Jednakże nacisk na to w tym konkretnym artykule nie jest położony na część dotyczącą „zniszczenia” – jest to złożony temat, który wymaga więcej wyjaśnień niż zmieści się tutaj (polecamy w tej kwestii serię „Zakończenie ‘obecnego złego świata’”), ale raczej na myśli, że nikt nie powinien odrzucać przepowiedni dlatego, że ona „się jeszcze nie wypełniła”. Nie powinniśmy dać się uśpić, ululać do stanu bierności, przez powierzchownie powolny bieg wydarzeń. Podobnie jak śmiertelnie chory pacjent w czasie remisji, możliwe, że obecne szkodliwe trendy ulegną poprawie zanim się ostatecznie pogorszą – jak ów odbijający się kot.

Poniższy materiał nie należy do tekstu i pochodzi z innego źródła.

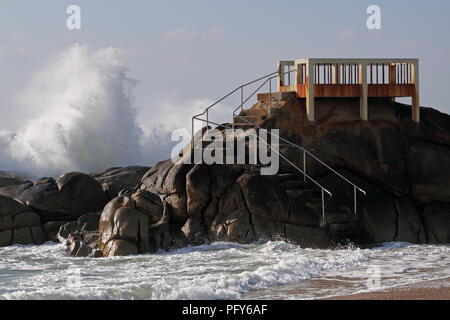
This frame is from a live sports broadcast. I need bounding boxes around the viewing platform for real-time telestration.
[278,58,420,122]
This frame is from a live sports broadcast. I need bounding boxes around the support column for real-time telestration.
[278,61,284,92]
[306,61,315,121]
[333,64,341,84]
[359,64,369,120]
[412,61,420,122]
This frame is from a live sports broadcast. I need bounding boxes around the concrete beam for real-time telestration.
[412,61,420,122]
[306,61,315,121]
[359,64,369,120]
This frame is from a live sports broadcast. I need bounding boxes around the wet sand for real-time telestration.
[325,277,450,300]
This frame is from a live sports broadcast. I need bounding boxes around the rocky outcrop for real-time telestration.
[0,195,46,247]
[0,172,108,222]
[98,190,182,257]
[91,166,150,199]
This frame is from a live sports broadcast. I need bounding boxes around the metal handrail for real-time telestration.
[192,119,332,221]
[234,114,366,195]
[193,71,278,118]
[191,68,366,218]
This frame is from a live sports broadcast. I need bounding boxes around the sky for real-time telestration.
[0,0,450,175]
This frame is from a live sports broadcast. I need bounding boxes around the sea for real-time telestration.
[0,241,450,300]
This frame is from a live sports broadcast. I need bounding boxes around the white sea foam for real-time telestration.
[0,241,450,299]
[0,45,142,175]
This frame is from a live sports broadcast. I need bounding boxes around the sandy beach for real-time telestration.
[325,277,450,300]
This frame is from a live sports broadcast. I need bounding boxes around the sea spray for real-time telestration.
[0,45,142,175]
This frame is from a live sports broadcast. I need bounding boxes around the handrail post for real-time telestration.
[303,150,306,181]
[322,188,325,222]
[241,86,244,112]
[191,117,194,157]
[269,78,272,111]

Nie powinniśmy być tym zaskoczeni. Społeczeństwo w przeważającej części w sposób nieunikniony popsuje się na większości poziomów, aż do stanu, w którym nie będzie mogło być znalezione żadne wyjście za pomocą żadnych połączonych ludzkich wysiłków ani technologii. Wynik jest pewny i niezbędny. Ów „teraźniejszy/obecny zły świat” musi się ostatecznie zakończyć, nie dlatego, że Bogu sprawia przyjemność wywoływanie bólu i kary dla Swych stworzeń, ale raczej po to, aby Królestwo Chrystusa mogło go zastąpić i być ustanowione na ziemi, po to aby chętni i posłuszni spośród ludzkości mogli być wyzwoleni ze śmierci. Prawdopodobnie nie nastąpi to jutro, ani w przyszły wtorek – być może nie nastąpi to za naszego życia – ale z pewnością nastąpi”.